After having several children, a woman never gives incontinence a second thought, and then years later a simple sneeze is enough to cause urinary incontinence. The muscles of the pelvic floor that were stretched during each pregnancy have been made just weak enough to cause stress incontinence in the woman as she gets a little older.

Just a little over forty years of age, a man begins to notice that his bathroom habits are changing. While he used to sleep soundly through the night, he now awakens several times to go to the bathroom. His urine stream is weak or split, and often it feels like his bladder does not completely empty. Other times he continues to dribble after he has stopped urinating. All of these symptoms can be attributed to an enlarged prostate gland obstructing the urethra and inhibiting the flow of urine from the body.
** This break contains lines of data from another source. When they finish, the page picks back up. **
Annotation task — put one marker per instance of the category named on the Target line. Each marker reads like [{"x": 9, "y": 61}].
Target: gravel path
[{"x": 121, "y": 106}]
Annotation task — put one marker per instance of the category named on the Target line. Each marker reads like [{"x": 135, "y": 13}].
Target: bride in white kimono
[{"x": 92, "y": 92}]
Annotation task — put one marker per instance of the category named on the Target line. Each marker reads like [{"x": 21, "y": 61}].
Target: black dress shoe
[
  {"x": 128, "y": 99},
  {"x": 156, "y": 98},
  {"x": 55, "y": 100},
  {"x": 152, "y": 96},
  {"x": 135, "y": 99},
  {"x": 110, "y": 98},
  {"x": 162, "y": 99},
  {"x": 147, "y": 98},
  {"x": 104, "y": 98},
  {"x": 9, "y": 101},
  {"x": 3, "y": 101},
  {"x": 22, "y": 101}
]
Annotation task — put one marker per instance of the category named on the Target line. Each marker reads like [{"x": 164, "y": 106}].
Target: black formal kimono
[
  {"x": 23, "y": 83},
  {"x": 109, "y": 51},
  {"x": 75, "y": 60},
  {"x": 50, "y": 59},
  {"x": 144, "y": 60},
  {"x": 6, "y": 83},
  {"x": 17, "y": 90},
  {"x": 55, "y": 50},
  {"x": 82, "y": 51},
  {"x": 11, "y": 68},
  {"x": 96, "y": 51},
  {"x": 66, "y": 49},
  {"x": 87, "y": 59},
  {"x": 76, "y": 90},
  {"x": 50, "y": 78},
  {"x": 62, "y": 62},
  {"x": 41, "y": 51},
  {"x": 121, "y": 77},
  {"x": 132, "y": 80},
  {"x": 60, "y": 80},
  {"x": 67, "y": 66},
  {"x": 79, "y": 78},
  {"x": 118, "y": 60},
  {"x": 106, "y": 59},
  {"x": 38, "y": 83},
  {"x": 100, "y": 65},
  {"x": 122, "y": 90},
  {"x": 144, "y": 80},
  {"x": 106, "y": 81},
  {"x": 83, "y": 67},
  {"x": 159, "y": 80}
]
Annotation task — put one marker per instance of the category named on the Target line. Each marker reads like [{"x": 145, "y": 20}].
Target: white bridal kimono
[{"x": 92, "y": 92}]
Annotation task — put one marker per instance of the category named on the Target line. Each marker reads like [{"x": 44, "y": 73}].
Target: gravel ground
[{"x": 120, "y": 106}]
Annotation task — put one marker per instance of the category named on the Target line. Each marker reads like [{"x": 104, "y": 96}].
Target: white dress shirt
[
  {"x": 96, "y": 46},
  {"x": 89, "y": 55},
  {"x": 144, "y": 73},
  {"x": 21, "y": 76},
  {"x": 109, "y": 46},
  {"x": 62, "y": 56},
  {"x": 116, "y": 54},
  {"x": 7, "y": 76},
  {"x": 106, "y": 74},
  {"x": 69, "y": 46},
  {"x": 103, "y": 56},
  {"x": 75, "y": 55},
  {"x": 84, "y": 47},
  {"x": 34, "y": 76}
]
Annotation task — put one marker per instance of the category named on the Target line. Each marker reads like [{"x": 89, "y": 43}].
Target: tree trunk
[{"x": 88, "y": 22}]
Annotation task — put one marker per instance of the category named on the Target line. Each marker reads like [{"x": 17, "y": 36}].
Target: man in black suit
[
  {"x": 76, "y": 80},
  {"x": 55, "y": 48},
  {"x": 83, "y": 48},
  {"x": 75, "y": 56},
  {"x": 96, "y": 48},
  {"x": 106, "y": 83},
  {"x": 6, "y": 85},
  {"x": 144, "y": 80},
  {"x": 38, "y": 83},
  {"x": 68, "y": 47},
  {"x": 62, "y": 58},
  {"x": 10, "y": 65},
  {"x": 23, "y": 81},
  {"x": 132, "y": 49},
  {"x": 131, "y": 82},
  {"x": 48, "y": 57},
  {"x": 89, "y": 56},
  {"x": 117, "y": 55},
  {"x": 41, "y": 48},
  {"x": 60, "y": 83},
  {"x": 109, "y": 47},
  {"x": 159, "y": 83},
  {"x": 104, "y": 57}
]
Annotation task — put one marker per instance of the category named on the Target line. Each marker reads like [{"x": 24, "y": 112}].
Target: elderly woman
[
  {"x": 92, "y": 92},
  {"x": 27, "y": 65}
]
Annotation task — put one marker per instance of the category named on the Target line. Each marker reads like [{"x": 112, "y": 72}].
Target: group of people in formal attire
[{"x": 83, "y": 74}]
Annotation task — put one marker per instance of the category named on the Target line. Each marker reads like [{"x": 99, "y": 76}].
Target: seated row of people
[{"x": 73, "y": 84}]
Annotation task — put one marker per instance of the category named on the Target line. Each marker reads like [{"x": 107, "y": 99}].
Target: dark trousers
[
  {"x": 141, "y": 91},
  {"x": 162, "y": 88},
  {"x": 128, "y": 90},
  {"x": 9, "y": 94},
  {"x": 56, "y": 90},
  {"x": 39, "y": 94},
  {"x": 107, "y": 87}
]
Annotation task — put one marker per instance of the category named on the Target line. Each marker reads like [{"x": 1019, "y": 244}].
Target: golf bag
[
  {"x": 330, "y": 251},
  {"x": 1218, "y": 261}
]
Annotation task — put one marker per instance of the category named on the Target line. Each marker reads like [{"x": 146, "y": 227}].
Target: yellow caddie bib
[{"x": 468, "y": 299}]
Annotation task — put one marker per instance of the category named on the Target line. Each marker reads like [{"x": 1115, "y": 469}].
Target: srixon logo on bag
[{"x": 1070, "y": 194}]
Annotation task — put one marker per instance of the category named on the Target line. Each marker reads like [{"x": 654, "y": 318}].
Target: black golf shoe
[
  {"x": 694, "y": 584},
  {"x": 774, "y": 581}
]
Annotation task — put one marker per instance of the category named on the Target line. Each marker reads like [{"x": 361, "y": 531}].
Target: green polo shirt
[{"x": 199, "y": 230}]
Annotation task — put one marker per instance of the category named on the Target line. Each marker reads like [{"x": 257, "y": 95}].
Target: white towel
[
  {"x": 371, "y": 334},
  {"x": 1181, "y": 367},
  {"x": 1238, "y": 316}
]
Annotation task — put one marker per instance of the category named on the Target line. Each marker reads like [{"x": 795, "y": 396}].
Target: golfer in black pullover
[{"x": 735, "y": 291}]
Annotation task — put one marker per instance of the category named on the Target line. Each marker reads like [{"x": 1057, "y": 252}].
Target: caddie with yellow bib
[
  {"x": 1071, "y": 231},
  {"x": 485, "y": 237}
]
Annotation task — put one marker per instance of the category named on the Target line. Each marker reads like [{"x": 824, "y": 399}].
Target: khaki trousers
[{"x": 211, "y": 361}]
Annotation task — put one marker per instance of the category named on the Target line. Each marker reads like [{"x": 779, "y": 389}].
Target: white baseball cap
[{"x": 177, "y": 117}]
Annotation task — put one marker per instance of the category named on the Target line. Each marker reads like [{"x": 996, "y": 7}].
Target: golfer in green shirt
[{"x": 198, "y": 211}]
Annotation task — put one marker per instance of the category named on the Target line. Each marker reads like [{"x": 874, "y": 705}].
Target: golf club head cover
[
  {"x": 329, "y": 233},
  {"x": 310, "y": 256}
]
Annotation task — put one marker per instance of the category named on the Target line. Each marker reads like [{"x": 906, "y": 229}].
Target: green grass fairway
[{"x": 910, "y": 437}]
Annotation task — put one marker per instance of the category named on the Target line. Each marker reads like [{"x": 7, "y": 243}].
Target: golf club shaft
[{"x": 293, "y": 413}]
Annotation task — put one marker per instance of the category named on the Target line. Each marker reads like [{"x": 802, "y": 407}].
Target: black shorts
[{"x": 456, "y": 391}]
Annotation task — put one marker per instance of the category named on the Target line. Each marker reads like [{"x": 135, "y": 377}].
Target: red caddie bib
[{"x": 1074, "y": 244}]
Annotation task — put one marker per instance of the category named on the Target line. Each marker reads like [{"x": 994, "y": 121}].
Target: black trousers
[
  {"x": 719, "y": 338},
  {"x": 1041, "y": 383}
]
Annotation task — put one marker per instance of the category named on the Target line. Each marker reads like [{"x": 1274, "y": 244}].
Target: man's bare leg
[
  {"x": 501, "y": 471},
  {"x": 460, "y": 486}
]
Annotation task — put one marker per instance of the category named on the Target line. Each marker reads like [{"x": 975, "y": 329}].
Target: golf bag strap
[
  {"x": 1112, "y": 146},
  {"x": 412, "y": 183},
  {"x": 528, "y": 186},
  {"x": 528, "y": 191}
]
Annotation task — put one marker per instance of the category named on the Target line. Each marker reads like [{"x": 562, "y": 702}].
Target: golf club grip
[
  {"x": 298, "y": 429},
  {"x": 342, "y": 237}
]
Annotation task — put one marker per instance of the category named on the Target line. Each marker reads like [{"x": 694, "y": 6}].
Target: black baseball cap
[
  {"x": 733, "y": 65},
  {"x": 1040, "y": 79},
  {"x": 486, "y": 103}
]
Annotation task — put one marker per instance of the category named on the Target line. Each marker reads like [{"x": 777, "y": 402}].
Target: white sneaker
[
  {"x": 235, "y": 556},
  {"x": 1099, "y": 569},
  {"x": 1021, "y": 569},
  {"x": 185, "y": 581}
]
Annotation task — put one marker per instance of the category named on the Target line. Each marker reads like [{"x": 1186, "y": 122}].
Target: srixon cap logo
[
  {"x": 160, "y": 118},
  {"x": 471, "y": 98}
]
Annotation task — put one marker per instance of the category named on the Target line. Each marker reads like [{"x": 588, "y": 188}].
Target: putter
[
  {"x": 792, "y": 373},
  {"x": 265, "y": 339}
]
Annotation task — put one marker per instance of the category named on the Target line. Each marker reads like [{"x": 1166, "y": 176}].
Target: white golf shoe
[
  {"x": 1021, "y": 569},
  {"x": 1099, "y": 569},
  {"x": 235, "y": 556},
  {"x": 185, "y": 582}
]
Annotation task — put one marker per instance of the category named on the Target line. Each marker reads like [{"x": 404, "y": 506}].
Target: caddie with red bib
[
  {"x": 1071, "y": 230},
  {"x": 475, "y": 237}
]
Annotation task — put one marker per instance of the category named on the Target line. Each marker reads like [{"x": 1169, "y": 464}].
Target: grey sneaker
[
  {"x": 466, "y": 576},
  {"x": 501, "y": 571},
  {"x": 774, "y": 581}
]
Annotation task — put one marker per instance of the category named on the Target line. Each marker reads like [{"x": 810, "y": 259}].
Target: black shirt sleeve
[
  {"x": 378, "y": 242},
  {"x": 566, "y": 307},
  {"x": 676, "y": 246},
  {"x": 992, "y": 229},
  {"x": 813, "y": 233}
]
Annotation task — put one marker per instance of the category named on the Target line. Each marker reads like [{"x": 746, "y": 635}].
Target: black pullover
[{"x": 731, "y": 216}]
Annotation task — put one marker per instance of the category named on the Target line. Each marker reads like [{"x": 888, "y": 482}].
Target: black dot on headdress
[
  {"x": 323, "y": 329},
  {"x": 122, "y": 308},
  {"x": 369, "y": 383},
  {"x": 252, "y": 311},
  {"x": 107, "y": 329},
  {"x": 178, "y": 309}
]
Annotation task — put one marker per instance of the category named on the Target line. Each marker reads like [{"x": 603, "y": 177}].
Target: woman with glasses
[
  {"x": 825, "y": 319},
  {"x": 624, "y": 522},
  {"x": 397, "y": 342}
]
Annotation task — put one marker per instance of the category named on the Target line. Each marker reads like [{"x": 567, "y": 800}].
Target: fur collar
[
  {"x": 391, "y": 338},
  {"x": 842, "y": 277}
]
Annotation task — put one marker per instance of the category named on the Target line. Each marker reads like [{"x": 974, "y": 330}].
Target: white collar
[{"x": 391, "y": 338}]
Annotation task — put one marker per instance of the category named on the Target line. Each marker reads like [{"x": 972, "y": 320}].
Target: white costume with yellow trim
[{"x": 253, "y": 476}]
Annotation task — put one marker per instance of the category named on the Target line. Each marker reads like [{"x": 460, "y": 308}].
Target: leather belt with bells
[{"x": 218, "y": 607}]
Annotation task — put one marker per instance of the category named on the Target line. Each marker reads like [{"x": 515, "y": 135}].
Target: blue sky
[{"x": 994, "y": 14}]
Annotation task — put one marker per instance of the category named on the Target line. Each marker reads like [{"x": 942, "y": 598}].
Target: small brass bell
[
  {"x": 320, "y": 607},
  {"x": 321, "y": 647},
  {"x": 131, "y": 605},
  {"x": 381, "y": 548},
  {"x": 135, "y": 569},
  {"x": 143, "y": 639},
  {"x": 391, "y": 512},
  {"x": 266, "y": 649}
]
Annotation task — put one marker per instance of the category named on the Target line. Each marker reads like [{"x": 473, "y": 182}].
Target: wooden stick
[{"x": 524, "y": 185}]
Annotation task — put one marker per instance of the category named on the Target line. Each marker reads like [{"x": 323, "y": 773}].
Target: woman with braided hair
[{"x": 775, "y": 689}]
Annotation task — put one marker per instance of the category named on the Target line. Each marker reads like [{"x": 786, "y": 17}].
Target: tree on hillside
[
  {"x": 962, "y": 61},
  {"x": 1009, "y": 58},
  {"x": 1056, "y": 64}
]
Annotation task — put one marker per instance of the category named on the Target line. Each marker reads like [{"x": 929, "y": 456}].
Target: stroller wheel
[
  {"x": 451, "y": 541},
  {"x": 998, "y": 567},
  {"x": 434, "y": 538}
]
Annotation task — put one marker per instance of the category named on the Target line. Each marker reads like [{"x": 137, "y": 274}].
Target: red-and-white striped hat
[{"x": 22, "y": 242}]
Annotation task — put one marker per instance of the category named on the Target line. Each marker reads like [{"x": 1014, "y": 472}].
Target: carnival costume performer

While the beginning stages of this problem are probably more annoying than dangerous, as symptoms progress, it is important to consult a physician to make sure that no kidney damage occurs as a result of this overflow incontinence.

One way to fix the problem of an enlarged prostate is to have it surgically removed, but that plan can easily backfire if the surgery damages any of the sphincter muscles that control the flow of urine from the bladder. Now instead of frequent bathroom trips, a man may find himself completely incontinent.

When cancer is found and it results in surgery and radiation in the pelvic region, the nerves that help to control urination can become damaged. Frequently a person does not experience any symptoms of incontinence for weeks or even months after undergoing the radiation treatments.

There are many things that can happen to a person over a lifetime that may render them incontinent, and it is always advisable to discuss incontinence issues with a doctor to determine the best way to go about treating or managing any problems with incontinence.